Autore originale del testo: Alfredo Morganti
L’implosione politica e l’elezione del Presidente. Quale la causa, quale l’effetto?
C’è una tesi prevalente, fatta propria, irriflessivamente, soprattutto dai media. Quella per cui la rielezione di Mattarella avrebbe messo in crisi la politica e prodotto un’implosione che avrebbe riguardato in primis il centrodestra, poi i 5stelle, e infine un po’ tutti “i partiti” e gli schieramenti. Ancora una volta la Presidenza della Repubblica è rappresentata come uno scudiscio contro la politica (come fu già per l’elezione di Napolitano), come l’istituzione che si gioca contro la rappresentanza, ancor più dell’esecutivo. Forse perché è la più “a-partitica” di tutti (così almeno viene letta da certi intelligentoni). La domanda è: per davvero è questa la sequenza dei fatti? Per davvero l’ordine di causa/effetto è questo?
A me non sembra. Anzi, io direi che la rielezione di Mattarella è l’effetto di una “neutralizzazione” della politica che in questi mesi ha travolto il Paese, a partire dalla defenestrazione di Conte, e cioè di un governo politico, anzi politicissimo. Adesso stiamo pagando prezzo. Il draghismo non poteva passare sulle nostre schiene senza lasciare traccia, la politica non poteva essere defenestrata così, in quel modo tranchant, senza che ne pagassimo dazio. La rielezione di Mattarella (posto che ho salutato questa rielezione come uno scampato pericolo), ossia l’impossibilità che abbia avuto corso una normale dialettica parlamentare alla ricerca di un Presidente garante della Costituzione che non fosse, appunto, chi aveva già occupato lo scranno per sette anni, dipende dalla crisi della autonomia dei partiti, dalla crisi della rappresentanza, dalla mazzata inferta al sistema lo scorso anno, dai potentati economici che hanno deciso di autorappresentarsi per evitare un brutto scherzo sul PNRR.
Com’è possibile far funzionare normalmente una democrazia rappresentativa se ci troviamo in uno stato d’eccezione? Se la democrazia la si prende a scudisciate per ragioni di gretti interessi di classe? C’era davvero qualcuno che pensava di salvare capra e cavoli? Ossia di cacciare Conte senza pensarci troppo, e poi di andare a eleggere il Presidente in un clima normale, offrendo una rosa di nomi su cui si trattasse solo di convergere? Davvero si riteneva che fare strame delle istituzioni democratiche per ragioni di superbonus e di sgravi alle imprese, non provocasse danni, non ci mettesse in braghe di tela (e si è visto quanto)? Io ancora mi meraviglio delle nostre classi dirigenti, visto che continuo a stupirmi dei danni che provocano quasi noncuranti nella carne viva della democrazia.

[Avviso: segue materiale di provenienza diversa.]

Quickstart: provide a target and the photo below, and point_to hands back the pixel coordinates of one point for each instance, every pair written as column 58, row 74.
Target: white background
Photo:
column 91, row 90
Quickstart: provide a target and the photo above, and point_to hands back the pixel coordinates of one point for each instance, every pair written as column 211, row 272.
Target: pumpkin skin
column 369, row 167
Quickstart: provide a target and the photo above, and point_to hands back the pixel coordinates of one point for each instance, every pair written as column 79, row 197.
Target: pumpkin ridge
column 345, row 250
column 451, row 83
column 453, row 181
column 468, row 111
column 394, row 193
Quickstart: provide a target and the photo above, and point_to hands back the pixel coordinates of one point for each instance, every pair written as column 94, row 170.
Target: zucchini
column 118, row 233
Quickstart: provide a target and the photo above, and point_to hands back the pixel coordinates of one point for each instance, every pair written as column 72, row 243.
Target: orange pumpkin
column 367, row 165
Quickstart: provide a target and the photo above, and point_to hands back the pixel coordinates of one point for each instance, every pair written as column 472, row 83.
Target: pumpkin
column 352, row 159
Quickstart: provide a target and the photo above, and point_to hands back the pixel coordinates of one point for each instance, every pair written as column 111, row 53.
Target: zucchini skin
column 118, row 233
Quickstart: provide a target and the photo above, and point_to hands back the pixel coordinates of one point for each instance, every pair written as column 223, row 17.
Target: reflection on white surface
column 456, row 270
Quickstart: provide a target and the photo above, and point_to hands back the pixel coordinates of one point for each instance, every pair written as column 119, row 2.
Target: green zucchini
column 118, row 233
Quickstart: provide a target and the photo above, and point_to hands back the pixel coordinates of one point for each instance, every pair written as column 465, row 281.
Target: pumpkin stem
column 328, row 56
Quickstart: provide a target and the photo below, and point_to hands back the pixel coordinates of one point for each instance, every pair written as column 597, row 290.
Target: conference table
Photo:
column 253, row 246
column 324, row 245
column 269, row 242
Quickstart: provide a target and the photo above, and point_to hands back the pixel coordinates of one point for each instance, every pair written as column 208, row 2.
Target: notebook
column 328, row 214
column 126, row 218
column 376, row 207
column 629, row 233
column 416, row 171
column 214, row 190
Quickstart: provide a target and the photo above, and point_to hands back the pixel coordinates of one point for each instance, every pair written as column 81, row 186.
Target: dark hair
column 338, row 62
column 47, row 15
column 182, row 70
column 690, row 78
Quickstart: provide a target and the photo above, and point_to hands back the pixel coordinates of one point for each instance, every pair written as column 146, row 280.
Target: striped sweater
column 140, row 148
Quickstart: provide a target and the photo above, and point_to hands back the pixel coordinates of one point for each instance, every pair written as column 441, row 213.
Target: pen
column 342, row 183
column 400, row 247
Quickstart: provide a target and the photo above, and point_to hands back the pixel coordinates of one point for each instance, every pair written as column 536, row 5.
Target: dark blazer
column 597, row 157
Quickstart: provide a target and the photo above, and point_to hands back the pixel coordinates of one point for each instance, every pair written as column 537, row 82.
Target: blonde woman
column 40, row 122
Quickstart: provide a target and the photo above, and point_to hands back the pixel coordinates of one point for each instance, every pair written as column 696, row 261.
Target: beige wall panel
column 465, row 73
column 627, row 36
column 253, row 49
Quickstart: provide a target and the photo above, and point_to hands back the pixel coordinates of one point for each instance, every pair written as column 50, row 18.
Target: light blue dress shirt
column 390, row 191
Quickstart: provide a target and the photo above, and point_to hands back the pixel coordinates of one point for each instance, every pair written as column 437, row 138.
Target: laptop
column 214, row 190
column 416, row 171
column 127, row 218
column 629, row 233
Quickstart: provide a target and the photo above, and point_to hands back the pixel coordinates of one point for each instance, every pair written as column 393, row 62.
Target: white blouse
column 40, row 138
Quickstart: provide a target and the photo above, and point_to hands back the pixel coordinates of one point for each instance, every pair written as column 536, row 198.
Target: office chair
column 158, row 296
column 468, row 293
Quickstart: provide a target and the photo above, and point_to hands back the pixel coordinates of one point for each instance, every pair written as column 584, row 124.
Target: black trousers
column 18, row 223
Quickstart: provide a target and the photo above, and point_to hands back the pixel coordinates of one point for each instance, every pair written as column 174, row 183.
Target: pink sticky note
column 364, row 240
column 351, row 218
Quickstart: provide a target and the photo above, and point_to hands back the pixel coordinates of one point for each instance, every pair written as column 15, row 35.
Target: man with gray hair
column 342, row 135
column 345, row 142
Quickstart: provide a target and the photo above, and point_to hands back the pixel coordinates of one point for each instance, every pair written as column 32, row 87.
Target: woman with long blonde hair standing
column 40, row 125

Non so se ci avete fatto caso. Ma da mesi (anni?) mi arrabbatto contro l’antipolitica, in difesa delle istituzioni democratiche, del Parlamento e del sistema dei partiti, ritenendo che non si tratti di sostenere semplicemente una parte politica, ma di pretendere e impegnarsi affinché le condizioni e le articolazioni del gioco democratico siano valide ed efficaci per tutti. Mi comporto e mi rappresento come un liberale, quando invece resto un modesto comunista berlingueriano, che vorrebbe occuparsi della sua parte politica in primo luogo (anche se so che, anche in condizioni di normalità, la democrazia deve restare il primo pensiero). Mi muove la consapevolezza che non c’è nessuna sinistra democratica possibile in assenza di una democrazia rappresentativa partecipata e funzionante, vicina, anzi vicinissima alla società e all’opinione pubblica. Ma anche questo è il segno che siamo messi davvero male. Che viviamo un’eccezionalità. Io almeno lo interpreto così.